Kita jarang diingatkan bahwa banjir bandang, longsor, dan kekeringan adalah bagian dari dialog ekologis yang terputus. Ketika tanah kehilangan vegetasi, hutan ditebang demi perkebunan monokultur atau daerah resapan dialihfungsikan menjadi properti komersial, maka alam akan merespons. Namun sayangnya, narasi yang dominan dalam menerjemahkan respon alam ini seringkali disimplifikasi berupa cuaca ekstrem atau fenomena alam.

Narasi ini mengaburkan fakta bahwa bencana-bencana tersebut adalah produk dari keputusan politik dan ekonomi yang diambil secara sadar oleh para elit politik. Ia bukan semata fenomena meteorologis. Ia adalah produk dari kebijakan pemangunan yang berpondasikan pada kapitalisme ekstraktif—melalui deforestasi, ekspansi pertambangan dan alih fungsi lahan— yang menggerus kapasitas lingkungan untuk menopang kehidupan.

Sayangnya, framing bencana sebagai “takdir alam” sangat menguntungkan dua pihak: elite politik dan korporasi. Keduanya dapat terlepas dari tanggung jawab struktural dan aktivitas ekstraktif yang mereka sokong tetap berjalan tanpa koreksi. Dalam kondisi seperti ini, rakyat hanya disodorkan solusi jangka pendek, seperti bantuan sembako, kunjungan pejabat, janji-janji kosong di tenda bencana, sementara proses perusakan ekologis berjalan tanpa henti.

Pahlawan Palsu dan Amnesia Kolektif

Sering terbersit bahwa setiap bencana muncul maka akan melahirkan dua jenis korban, yakni warga terdampak dan kebenaran yang turut terkubur. Wilayah bencana kian menjadi panggung bagi pejabat, menjadi ruang bagi rebranding politik. Banyak pejabat datang dengan retorika populis dan bukan hanya menawarkan bantuan, tetapi juga mengatur narasi. Inilah momen ketika false hero dilahirkan.

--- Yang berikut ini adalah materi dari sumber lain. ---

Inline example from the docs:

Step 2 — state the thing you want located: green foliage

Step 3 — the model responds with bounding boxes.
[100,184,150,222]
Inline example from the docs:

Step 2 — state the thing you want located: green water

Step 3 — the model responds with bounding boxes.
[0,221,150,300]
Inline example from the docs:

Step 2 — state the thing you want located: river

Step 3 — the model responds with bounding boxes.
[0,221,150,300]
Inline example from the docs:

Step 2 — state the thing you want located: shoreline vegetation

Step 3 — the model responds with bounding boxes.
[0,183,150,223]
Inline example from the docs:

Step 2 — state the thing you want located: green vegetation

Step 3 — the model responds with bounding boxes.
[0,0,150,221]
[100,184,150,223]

Munculnya orang-orang yang berpura-pura sebagai pahlawan dalam bencana hanya mengungkap penyakit akut pejabat berupa narsistik. Banyak pejabat nasional datang ke lokasi bencana bak pahlawan, bukan untuk menantang struktur penyebabnya, tetapi untuk meneguhkan citra diri. Sayangnya, penyakit ini juga terkadang menjangkit pejabat daerah yang bertindak bak pelayan dan penjilat ulung elit nasional.

Fenomena ini sejatinya bekerja dalam kondisi yang disebut sebagai hijacked memories. Ingatan kolektif kita tentang rekam jejak politisi—keputusan yang merusak lingkungan, pembiaran izin-izin bermasalah, atau kebijakan yang koruptif—secara aktif dibajak oleh serangkaian aksi simbolik berupa blusukan, pengambilan foto dramatis, emotif, dan penuh empati dadakan.

Aksi-aksi heroik palsu ini membentuk memori tandingan yang jauh lebih mudah diingat publik dibandingkan fakta dan data tentang kerusakan ekologis yang kompleks. Publik pun diarahkan untuk melihat politisi sebagai penyelamat, bukan bagian dari masalah. Dengan kata lain, bencana justru berfungsi sebagai panggung politik untuk merestorasi citra, membangun legitimasi, dan memperpanjang kekuasaan.

Sayangnya, budaya politik kita memang menyediakan ruang luas bagi manipulasi ini. Masyarakat yang terpapar narasi media yang dangkal, kurang literasi, dan menghadapi tekanan hidup sehari-hari cenderung menginginkan solusi instan. Dalam situasi itu, kritisisme runtuh, digantikan rasa syukur yang tidak proporsional kepada pejabat yang muncul di momen-momen krisis.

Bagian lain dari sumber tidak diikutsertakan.